Si bien en el stand tucumano podía encontrarse, en la edición de este año, una rica producción universitaria, poco había del boom de pequeñas editoriales nacidas en plena retirada kirchnerista, allá por el 2015. Algunos de los protagonistas de estos proyectos cuentan que la experiencia santiagueña fue inspiradora de algunos de ellos. En ese sentido, en Santiago, desde 2009, nacen a cuentagotas experiencias que persisten y otras que no, pero que se ocuparon de dar lugar a nuevas voces, estéticas y temas. Se han formado, estos años, pequeños catálogos que circulan en eventos independientes y alguna que otra librería. Pero eso no se ve con nitidez en el stand que la provincia arma cada año, donde la oferta es reducida a la producción de la sub-secretaría de Cultura y de la Fundación Cultural, una de las instituciones de referencia del campo editorial santiagueño. Al final de cuentas, la Feria es tribuna política y también es puesta en escena de identidad.

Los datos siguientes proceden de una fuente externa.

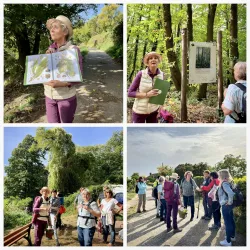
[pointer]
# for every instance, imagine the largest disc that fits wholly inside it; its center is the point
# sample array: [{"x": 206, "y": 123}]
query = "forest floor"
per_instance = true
[
  {"x": 99, "y": 98},
  {"x": 204, "y": 111},
  {"x": 68, "y": 236},
  {"x": 145, "y": 229}
]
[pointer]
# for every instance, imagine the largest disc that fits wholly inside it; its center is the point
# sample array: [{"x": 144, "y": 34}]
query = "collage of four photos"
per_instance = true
[{"x": 99, "y": 178}]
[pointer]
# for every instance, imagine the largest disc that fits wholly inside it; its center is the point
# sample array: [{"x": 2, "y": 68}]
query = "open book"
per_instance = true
[
  {"x": 63, "y": 66},
  {"x": 163, "y": 88}
]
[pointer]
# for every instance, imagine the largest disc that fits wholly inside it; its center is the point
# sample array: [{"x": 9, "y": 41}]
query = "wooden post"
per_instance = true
[
  {"x": 184, "y": 76},
  {"x": 220, "y": 71}
]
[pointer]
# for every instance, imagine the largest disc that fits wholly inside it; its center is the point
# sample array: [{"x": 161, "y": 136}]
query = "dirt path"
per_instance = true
[
  {"x": 146, "y": 230},
  {"x": 99, "y": 98},
  {"x": 68, "y": 236}
]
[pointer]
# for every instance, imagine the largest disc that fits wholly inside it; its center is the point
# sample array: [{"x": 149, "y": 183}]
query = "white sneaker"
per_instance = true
[
  {"x": 232, "y": 238},
  {"x": 225, "y": 243}
]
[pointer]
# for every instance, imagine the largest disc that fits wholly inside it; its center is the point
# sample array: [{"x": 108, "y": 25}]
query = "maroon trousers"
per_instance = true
[{"x": 40, "y": 227}]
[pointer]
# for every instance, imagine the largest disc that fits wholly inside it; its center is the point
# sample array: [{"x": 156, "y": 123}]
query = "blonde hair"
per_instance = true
[
  {"x": 225, "y": 175},
  {"x": 188, "y": 172}
]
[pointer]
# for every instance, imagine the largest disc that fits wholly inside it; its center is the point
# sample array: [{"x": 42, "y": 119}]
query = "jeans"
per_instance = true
[
  {"x": 228, "y": 215},
  {"x": 108, "y": 229},
  {"x": 189, "y": 201},
  {"x": 207, "y": 208},
  {"x": 142, "y": 201},
  {"x": 216, "y": 213},
  {"x": 85, "y": 235},
  {"x": 173, "y": 206},
  {"x": 142, "y": 118},
  {"x": 163, "y": 211}
]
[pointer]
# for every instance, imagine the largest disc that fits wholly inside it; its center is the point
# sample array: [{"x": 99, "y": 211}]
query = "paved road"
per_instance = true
[{"x": 146, "y": 230}]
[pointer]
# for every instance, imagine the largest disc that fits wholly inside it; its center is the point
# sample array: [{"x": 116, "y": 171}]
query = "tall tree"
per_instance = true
[
  {"x": 210, "y": 31},
  {"x": 171, "y": 55},
  {"x": 25, "y": 174},
  {"x": 234, "y": 36}
]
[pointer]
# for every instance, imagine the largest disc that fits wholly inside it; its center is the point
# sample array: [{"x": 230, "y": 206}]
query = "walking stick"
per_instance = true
[{"x": 198, "y": 206}]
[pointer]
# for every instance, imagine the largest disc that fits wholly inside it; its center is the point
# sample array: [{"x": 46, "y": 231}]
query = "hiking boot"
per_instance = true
[
  {"x": 225, "y": 243},
  {"x": 177, "y": 230},
  {"x": 232, "y": 238},
  {"x": 214, "y": 227}
]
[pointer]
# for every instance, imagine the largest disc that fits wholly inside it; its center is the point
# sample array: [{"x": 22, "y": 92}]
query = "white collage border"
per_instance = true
[{"x": 124, "y": 124}]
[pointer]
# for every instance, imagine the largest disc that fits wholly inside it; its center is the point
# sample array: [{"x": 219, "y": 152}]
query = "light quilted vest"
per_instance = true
[
  {"x": 60, "y": 93},
  {"x": 142, "y": 105}
]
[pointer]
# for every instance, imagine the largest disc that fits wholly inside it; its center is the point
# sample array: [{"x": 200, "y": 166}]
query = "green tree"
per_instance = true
[
  {"x": 236, "y": 165},
  {"x": 25, "y": 174}
]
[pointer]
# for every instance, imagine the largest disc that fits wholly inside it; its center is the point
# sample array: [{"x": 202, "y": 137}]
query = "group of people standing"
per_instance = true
[
  {"x": 90, "y": 211},
  {"x": 217, "y": 195}
]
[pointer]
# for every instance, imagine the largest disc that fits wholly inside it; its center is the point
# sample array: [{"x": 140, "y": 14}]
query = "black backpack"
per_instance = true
[
  {"x": 136, "y": 188},
  {"x": 238, "y": 196},
  {"x": 242, "y": 116}
]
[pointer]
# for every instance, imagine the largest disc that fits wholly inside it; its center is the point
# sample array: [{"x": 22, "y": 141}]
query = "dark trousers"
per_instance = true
[
  {"x": 108, "y": 229},
  {"x": 174, "y": 207},
  {"x": 60, "y": 111},
  {"x": 228, "y": 215},
  {"x": 142, "y": 118},
  {"x": 40, "y": 227},
  {"x": 216, "y": 213},
  {"x": 85, "y": 236},
  {"x": 207, "y": 208},
  {"x": 163, "y": 210},
  {"x": 189, "y": 201}
]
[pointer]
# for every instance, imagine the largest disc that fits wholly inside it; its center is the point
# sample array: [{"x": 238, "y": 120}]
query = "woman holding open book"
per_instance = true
[
  {"x": 60, "y": 96},
  {"x": 142, "y": 88}
]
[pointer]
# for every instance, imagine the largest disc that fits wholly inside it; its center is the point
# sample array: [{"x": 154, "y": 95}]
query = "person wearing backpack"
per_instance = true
[
  {"x": 188, "y": 186},
  {"x": 86, "y": 221},
  {"x": 212, "y": 198},
  {"x": 161, "y": 199},
  {"x": 41, "y": 208},
  {"x": 226, "y": 197},
  {"x": 234, "y": 105},
  {"x": 172, "y": 197},
  {"x": 206, "y": 205},
  {"x": 54, "y": 211},
  {"x": 142, "y": 188},
  {"x": 108, "y": 212}
]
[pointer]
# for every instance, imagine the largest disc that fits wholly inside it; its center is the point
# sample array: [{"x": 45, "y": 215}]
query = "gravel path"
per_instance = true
[{"x": 146, "y": 230}]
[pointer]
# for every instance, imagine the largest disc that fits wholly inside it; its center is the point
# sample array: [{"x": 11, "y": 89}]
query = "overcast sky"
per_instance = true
[{"x": 148, "y": 148}]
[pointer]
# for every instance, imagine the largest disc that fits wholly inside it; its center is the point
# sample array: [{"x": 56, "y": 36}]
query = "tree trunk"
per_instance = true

Es cierto que se realizan convocatorias y los autores locales tienen la posibilidad abierta de presentar sus libros sin distinción o discriminación de ningún tipo, pero todavía los visitantes están lejos de hacerse una idea de lo que ha sucedido en la provincia en la última década, sin intención de sobredimensionar esto último. Todavía hacen falta estudios para comprender los años recientes. Y falta decisión política para contarles a los demás que somos más que chacarera, Di Lullo y la historia de la Ciudad del Barco que no fuimos.